For both frontend and backend, simply install dependencies, create .env, and then run npm run dev or flask run.

Codebase Tips

Frontend

  • Frontend is React, Typescript, with Tanstack Router and Tanstack Query. Build tool is vite.
  • I have two frontend pages, index, and chat. (file-based routing)
  • React query is used to maintain the cache for the embeddings page.
    • Note: React query is not used for useEventSource() because we don't want to cache the openai responses for the purpose of regenerating responses.
  • I am using tailwind's catalyst component library. It works like shadcn, see src/assets/catalyst for the components

Backend

  • Backend is Flask using Pydantic, PyMongo and Instructor (a lightweight openai wrapper to work with Pydantic)
  • src/SyntheticData is the folder that uses openai to generate unique documents and write them to the Mongo database.
  • The backend is structured based on the Factory pattern to have some form of dependency injection.

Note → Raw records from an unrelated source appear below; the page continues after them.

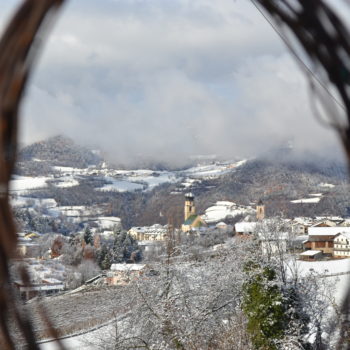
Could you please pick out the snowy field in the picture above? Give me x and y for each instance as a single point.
(222, 209)
(119, 186)
(22, 184)
(306, 200)
(340, 268)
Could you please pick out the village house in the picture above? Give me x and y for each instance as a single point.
(155, 232)
(342, 245)
(322, 238)
(310, 255)
(245, 228)
(122, 274)
(26, 247)
(48, 286)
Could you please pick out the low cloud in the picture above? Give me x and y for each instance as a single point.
(166, 79)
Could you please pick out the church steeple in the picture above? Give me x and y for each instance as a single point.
(260, 210)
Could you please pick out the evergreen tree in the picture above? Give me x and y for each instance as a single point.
(263, 304)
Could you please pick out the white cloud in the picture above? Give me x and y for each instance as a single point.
(169, 78)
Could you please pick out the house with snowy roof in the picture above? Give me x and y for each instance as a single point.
(122, 274)
(342, 245)
(322, 238)
(192, 220)
(155, 232)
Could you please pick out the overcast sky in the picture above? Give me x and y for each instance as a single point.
(165, 79)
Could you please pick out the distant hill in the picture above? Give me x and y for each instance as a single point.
(58, 151)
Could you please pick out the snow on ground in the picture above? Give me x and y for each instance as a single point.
(66, 181)
(324, 267)
(85, 341)
(19, 201)
(328, 268)
(306, 200)
(21, 184)
(222, 209)
(69, 170)
(326, 185)
(154, 181)
(119, 186)
(70, 211)
(108, 222)
(212, 170)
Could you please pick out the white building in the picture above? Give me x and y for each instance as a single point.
(342, 245)
(149, 233)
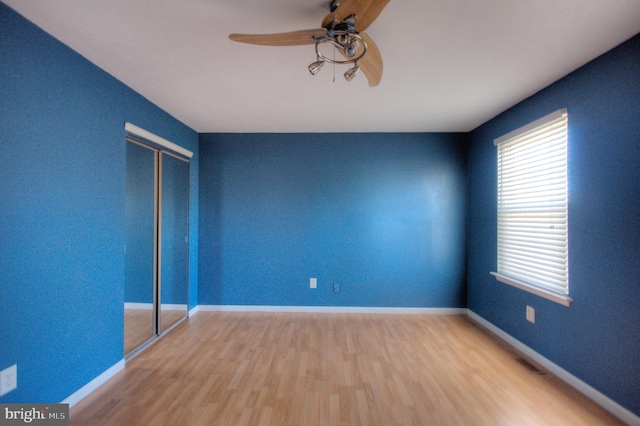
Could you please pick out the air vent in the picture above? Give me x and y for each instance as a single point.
(530, 367)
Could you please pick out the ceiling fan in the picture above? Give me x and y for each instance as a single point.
(343, 28)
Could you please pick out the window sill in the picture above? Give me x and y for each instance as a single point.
(538, 291)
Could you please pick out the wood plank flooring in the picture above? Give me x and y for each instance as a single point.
(230, 368)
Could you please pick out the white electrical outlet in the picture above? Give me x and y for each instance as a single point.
(8, 379)
(531, 314)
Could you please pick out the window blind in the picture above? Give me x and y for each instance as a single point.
(532, 204)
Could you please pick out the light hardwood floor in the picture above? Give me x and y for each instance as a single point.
(230, 368)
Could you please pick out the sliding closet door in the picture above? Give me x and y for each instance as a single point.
(174, 240)
(140, 230)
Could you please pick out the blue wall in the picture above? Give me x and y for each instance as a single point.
(382, 215)
(598, 338)
(62, 183)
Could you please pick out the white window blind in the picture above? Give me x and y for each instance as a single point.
(532, 206)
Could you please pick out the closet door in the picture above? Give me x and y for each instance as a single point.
(174, 241)
(140, 251)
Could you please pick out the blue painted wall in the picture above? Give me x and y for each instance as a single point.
(598, 338)
(62, 192)
(382, 215)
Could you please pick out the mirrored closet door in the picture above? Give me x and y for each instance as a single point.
(157, 243)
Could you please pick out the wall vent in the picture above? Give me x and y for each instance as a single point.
(530, 367)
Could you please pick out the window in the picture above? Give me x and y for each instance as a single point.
(532, 208)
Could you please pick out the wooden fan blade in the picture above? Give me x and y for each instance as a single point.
(371, 62)
(366, 10)
(294, 38)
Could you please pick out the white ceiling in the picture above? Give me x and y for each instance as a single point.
(449, 65)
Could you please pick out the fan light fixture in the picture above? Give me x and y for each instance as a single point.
(350, 44)
(343, 29)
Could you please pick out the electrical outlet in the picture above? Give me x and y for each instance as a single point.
(8, 379)
(531, 314)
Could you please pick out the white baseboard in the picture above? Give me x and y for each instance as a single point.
(94, 384)
(330, 309)
(596, 396)
(149, 306)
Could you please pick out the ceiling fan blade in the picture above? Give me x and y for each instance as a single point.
(371, 62)
(293, 38)
(366, 10)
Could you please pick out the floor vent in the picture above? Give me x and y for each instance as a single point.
(530, 367)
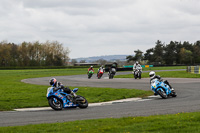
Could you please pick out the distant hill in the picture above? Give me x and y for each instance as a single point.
(110, 58)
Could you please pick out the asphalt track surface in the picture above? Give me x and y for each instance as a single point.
(188, 100)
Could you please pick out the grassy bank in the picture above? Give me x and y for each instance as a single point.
(176, 123)
(169, 74)
(15, 94)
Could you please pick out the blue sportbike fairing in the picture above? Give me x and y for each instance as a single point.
(58, 99)
(162, 89)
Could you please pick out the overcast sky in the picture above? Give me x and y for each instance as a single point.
(100, 27)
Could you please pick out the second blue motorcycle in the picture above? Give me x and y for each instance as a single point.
(58, 99)
(162, 89)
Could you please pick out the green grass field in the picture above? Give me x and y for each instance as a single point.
(175, 123)
(15, 94)
(169, 74)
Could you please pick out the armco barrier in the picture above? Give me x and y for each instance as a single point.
(131, 66)
(193, 69)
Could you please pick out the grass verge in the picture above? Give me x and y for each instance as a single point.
(15, 94)
(169, 74)
(175, 123)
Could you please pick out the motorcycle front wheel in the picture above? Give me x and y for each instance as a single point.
(162, 94)
(55, 103)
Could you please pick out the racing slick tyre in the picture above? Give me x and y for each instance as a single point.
(82, 102)
(162, 94)
(55, 103)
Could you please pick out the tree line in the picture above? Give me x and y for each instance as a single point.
(49, 53)
(174, 53)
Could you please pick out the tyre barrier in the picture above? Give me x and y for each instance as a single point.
(193, 69)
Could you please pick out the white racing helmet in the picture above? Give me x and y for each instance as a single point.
(152, 74)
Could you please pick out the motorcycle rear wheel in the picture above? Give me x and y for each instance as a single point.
(162, 94)
(58, 105)
(173, 94)
(82, 104)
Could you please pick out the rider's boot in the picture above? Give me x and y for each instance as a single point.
(73, 94)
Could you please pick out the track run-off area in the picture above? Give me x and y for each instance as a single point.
(187, 100)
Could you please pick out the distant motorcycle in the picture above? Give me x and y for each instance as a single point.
(137, 74)
(100, 74)
(58, 99)
(162, 89)
(112, 73)
(90, 73)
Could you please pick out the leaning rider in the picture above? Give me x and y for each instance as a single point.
(112, 66)
(153, 75)
(136, 66)
(58, 85)
(91, 68)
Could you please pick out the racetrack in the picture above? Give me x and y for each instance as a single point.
(188, 100)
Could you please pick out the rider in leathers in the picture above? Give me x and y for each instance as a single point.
(153, 76)
(100, 68)
(58, 85)
(136, 66)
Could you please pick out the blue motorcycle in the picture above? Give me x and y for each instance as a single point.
(58, 99)
(162, 89)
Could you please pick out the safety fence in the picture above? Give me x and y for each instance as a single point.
(193, 69)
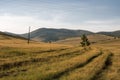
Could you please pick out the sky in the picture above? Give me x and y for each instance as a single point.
(93, 15)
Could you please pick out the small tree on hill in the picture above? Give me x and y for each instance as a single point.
(85, 42)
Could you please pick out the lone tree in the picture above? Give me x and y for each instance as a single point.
(85, 42)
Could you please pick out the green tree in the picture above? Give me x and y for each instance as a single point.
(85, 42)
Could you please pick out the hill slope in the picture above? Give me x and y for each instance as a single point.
(114, 34)
(48, 34)
(7, 35)
(93, 38)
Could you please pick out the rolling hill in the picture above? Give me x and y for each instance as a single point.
(114, 33)
(8, 35)
(49, 34)
(93, 38)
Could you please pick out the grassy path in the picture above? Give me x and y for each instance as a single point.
(89, 71)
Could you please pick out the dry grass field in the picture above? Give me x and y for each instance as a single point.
(45, 61)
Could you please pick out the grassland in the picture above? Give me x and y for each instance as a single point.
(45, 61)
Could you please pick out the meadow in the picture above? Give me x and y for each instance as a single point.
(52, 61)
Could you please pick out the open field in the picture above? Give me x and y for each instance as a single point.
(45, 61)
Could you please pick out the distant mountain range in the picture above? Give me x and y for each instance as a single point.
(50, 34)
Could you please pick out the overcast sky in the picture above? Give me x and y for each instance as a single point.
(94, 15)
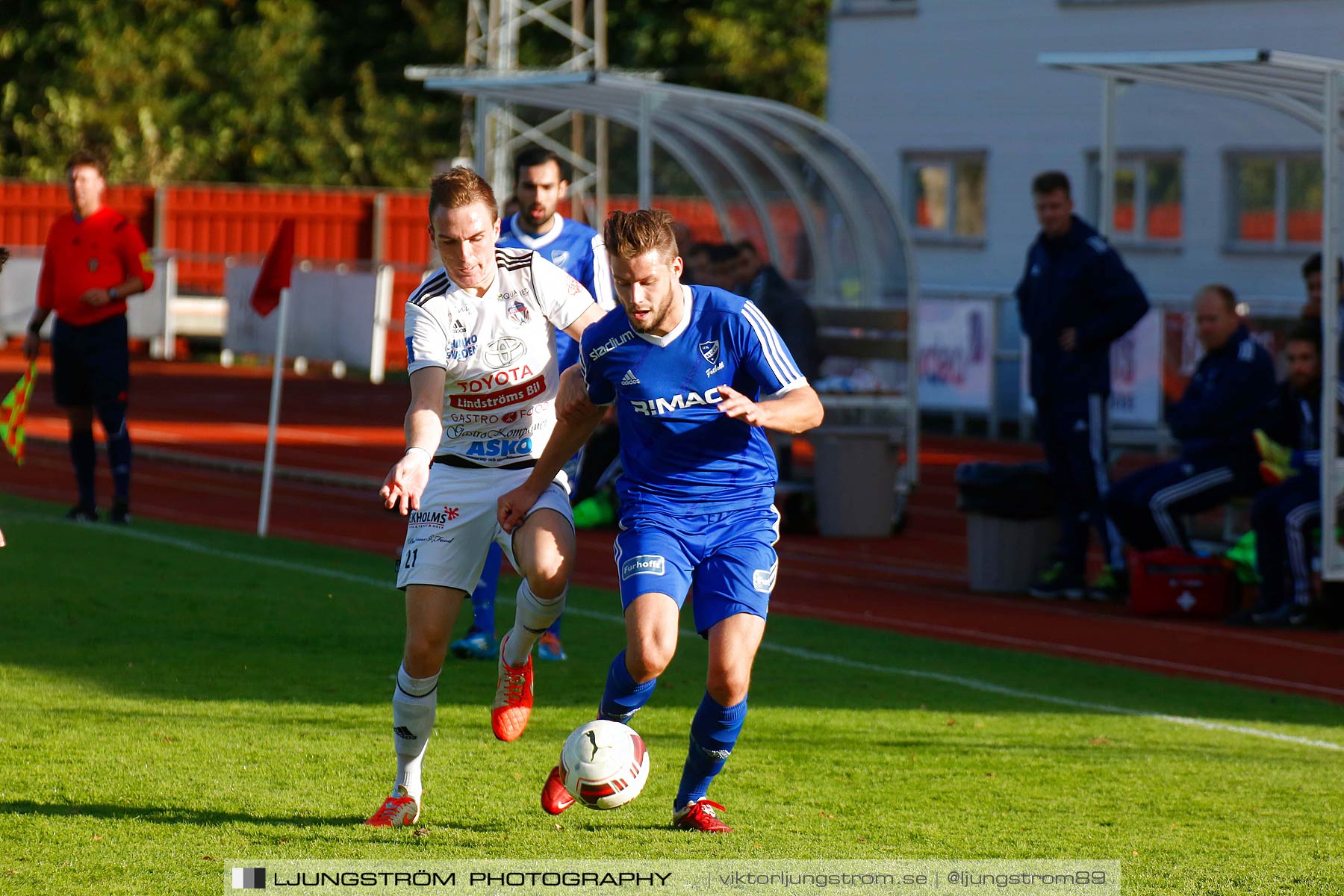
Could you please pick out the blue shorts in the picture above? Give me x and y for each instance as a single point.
(90, 364)
(727, 558)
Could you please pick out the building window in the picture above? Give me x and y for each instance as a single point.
(1276, 199)
(875, 7)
(947, 195)
(1148, 198)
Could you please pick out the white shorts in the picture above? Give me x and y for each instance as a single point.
(448, 538)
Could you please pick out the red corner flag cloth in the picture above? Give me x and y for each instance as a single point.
(13, 408)
(275, 270)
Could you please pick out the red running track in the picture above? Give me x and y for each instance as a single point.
(343, 437)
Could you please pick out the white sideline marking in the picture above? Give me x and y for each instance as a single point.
(974, 684)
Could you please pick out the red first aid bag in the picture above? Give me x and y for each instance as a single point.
(1174, 583)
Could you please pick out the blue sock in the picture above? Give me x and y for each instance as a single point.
(714, 731)
(623, 695)
(483, 600)
(85, 460)
(113, 418)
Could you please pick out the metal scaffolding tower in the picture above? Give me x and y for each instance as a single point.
(497, 132)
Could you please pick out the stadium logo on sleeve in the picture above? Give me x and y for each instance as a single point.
(643, 564)
(517, 312)
(616, 341)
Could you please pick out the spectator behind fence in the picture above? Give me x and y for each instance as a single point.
(1226, 401)
(1285, 514)
(1312, 279)
(1075, 299)
(786, 311)
(93, 261)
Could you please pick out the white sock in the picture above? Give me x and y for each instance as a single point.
(414, 703)
(531, 618)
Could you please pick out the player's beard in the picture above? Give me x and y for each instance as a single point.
(656, 314)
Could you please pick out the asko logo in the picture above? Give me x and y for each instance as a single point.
(522, 393)
(497, 379)
(660, 406)
(500, 448)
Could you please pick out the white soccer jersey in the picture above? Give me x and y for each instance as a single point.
(499, 355)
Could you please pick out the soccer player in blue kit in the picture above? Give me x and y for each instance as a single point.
(697, 375)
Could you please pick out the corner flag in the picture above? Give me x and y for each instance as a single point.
(13, 410)
(275, 270)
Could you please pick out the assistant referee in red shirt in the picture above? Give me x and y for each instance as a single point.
(94, 258)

The entry point into the project is src/app.py.
  • There are two endpoints (excluding the index health route).
    • They both abuse search query params
    • One endpoint is /embeddings which retrieves documents and send them back to the client
    • The other endpoint is /completion which uses server side events to stream openai's completion back to the client.
  • Pydantic is used for type safety and also to ensure that chatgpt gives data in the required response format. (via instructor)

Future improvements

  • Compose the big components in index.tsx and chat.tsx into their own component files and custom hooks.
  • More type safety
  • Graph visualization generation on the chat page
  • LM-Powered "query improvement" on the frontend
  • More creative synthetic data using webscraping and a better vector store than MongoDB.